Singapore study identifies immunity threshold for protection against COVID-19 in children
Published: 30 Apr 2024
What is the threshold of immune response against SARS-CoV-2 needed to protect against COVID-19 and how many doses of mRNA vaccination are required to reach that threshold?
For future birth cohorts of children who continue to require vaccination, this is one of the key questions that remains in the face of ever-changing variants and COVID-19 becomes endemic, as well as the waning of antibodies with time after each dose.
Researchers answered this question in a joint study conducted by the NUS Yong Loo Lin School of Medicine (NUS Medicine) and Duke-NUS Medical School.
The team enrolled 110 healthy children aged five to 12 years old into the MARkers of Vaccine Efficacy and Longevity in SARS-CoV-2 (MARVELS) study from 20 December 2021 to 8 March 2022, held at the National University Hospital (NUH). All participants received two doses of 10mcg Pfizer/BioNTech mRNA COVID-19 vaccination, 21 days apart.
The team followed up with the participants for one year, during which participants periodically donated blood to test for immune response to the vaccine: antibodies, memory B cells and T-cells.
A proportion of the children received a booster dose five months after completing two doses, according to parental discretion. Parents also performed home Antigen Rapid Tests (ARTs) for their children when COVID-19 was suspected, and reported to the study team when the results were confirmed. ART-confirmed symptomatic SARS-CoV-2 infection was the clinical outcome of interest in this study.

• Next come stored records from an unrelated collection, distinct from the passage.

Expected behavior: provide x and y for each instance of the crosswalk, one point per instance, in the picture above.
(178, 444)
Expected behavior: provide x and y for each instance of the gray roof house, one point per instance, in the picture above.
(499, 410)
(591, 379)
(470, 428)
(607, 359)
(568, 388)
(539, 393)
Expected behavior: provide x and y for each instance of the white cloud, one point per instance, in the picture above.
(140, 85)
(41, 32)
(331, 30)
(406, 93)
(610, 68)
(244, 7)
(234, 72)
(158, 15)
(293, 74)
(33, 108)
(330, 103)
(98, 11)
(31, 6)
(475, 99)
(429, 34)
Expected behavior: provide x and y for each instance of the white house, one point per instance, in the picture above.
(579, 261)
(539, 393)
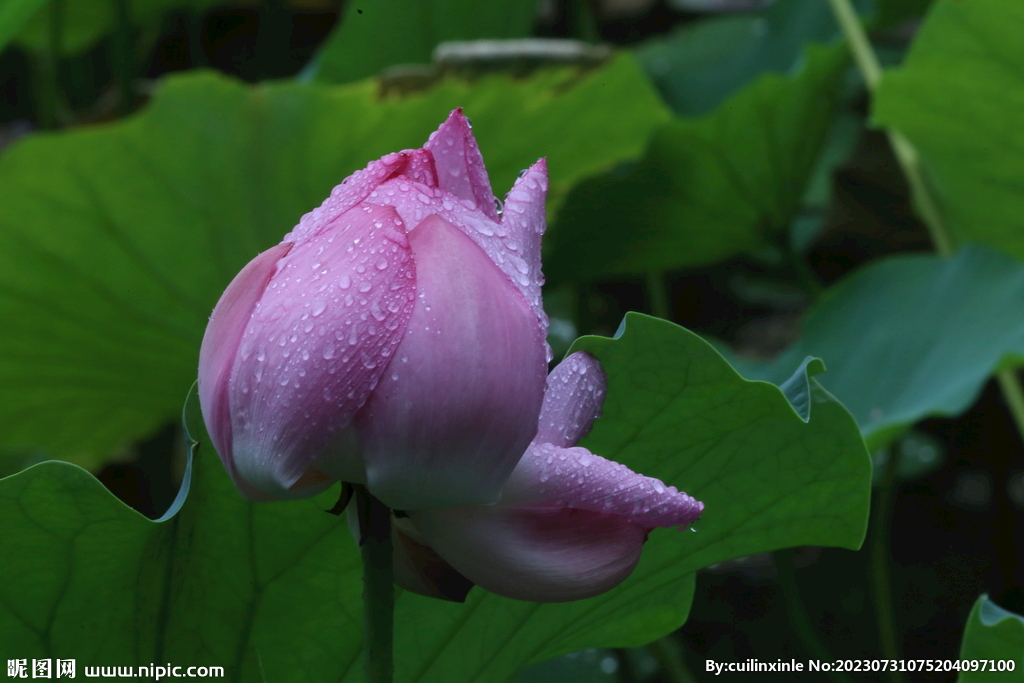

The team found that rather than antibodies, which wane with time and whose protective capacity decrease in the face of variants, other arms of the immune system – T cells and memory B cells – provide durable protection against symptomatic SARS-CoV-2 infection. The amount of T cells and memory B cells are generated after two doses of mRNA vaccination, and their levels were not improved with a third, ‘booster’ dose.
The study also found comparable immune responses in children compared to healthy adults. These findings do not apply, however, to children or adults who are more vulnerable to severe COVID-19, such as older adults and those living with chronic diseases or are immunocompromised. For them, third and subsequent doses of vaccination would still be beneficial. It is important to note that the findings of this study need to be replicated by other researchers, and other evidence, including clinical experience with populations, need to be carefully considered in determining the optimum policy for vaccinations in children and adults.
The study was published in Nature Medicine on 30 April, titled ‘Correlates of protection against symptomatic SARS-CoV-2 in vaccinated children’.